New York Daily News

Commish snaps back

Fires away after mayor rips Nets tests

- BY KRISTIAN WINFIELD

NBA commission­er Adam Silver rebuffed a tweet from mayor Bill de Blasio, who criticized the league for testing entire teams for COVID-19 while there are “critically ill patients” who still don’t have access to coronaviru­s testing.

“It’s unfortunat­e we’re at this point in society where it’s triage when it comes to testing, which is a fundamenta­l issue obviously as there are insufficie­nt tests,” Silver said on ESPN Wednesday night. “I’d only say in the case of the NBA, we’ve been following the recommenda­tions of public health officials.”

Silver argued that by testing highprofil­e athletes, the NBA brought more awareness to a growing global pandemic than it would have had it continued to run business as usual.

“I understand there are many sides to these issues, but I also think that by virtue of an NBA player being tested and the kind of attention it brought, my sense was especially among young people in the United States, people were not taking these protocols all that seriously until the NBA did what it did,”

Silver said.

But this didn’t stop de Blasio from blasting the league on Tuesday.
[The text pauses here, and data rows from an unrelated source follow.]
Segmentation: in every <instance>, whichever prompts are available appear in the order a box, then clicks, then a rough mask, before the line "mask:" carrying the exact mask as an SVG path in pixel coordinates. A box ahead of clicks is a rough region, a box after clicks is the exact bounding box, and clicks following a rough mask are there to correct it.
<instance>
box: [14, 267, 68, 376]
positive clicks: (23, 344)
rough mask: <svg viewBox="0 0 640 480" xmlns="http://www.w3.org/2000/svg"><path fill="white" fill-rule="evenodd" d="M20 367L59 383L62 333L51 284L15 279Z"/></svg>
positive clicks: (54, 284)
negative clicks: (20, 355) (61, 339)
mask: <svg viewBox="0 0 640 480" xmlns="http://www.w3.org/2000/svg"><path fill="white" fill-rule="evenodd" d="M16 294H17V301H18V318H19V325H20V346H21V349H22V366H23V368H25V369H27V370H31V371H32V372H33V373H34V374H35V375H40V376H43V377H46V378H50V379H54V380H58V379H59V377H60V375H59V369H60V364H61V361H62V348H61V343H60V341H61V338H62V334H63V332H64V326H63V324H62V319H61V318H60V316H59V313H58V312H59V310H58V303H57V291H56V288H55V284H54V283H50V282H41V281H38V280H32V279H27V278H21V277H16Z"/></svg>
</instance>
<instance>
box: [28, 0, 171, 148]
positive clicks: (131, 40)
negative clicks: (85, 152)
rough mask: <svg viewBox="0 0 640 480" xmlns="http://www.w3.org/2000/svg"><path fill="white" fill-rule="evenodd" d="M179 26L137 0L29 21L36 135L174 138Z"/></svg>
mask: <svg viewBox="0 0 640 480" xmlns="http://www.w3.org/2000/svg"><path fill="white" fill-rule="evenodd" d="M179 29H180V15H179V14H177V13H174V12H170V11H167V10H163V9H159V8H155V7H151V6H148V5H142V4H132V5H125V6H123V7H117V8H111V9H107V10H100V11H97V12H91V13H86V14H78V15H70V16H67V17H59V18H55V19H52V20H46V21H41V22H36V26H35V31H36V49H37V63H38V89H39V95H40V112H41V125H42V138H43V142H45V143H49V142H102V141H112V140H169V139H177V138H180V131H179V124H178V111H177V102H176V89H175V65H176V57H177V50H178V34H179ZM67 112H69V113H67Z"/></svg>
“We wish them a speedy recovery. But, with all due respect, an entire NBA team should NOT get tested for COVID-19 while there are critically ill patients waiting to be tested,” the mayor tweeted. “Tests should not be for the wealthy, but for the sick.

While responding to de Blasio’s comment, Silver also provided specifics on testing: Only eight full NBA teams out of 30 have been tested for the coronaviru­s, while players on other teams were tested after exhibiting symptoms.

Silver went on to say that the nature in which the league operates puts its players at a unique risk of both contractin­g and spreading the virus simultaneo­usly.

“This is what led to some of the testing in the league in the first place. You could put our players in a category that some would refer to as ‘super spreaders,’ he said. “That is they are young people who are working in close proximity to each other. They are traveling at great frequency. They are regularly in large groups, including the public. And the young cohort in particular, a large number of them are asymptomat­ic, and if they do have symptoms, they’re relatively mild.”

What the NBA did was re-route all attention from basketball to the coronaviru­s outbreak by suspending its season after All-Star Jazz center Rudy Gobert became the first NBA player to test positive. The following day, his teammate, and New York native, Donovan Mitchell became the second player to test positive for COVID-19.

In the ensuing days, five additional players have tested positive for the coronaviru­s, including four Nets players, one of whom is star forward Kevin Durant, who said Tuesday that he was feeling fine. One of the four Nets is said to be exhibiting symptoms.

Pistons forward Christian Wood also tested positive for the coronaviru­s.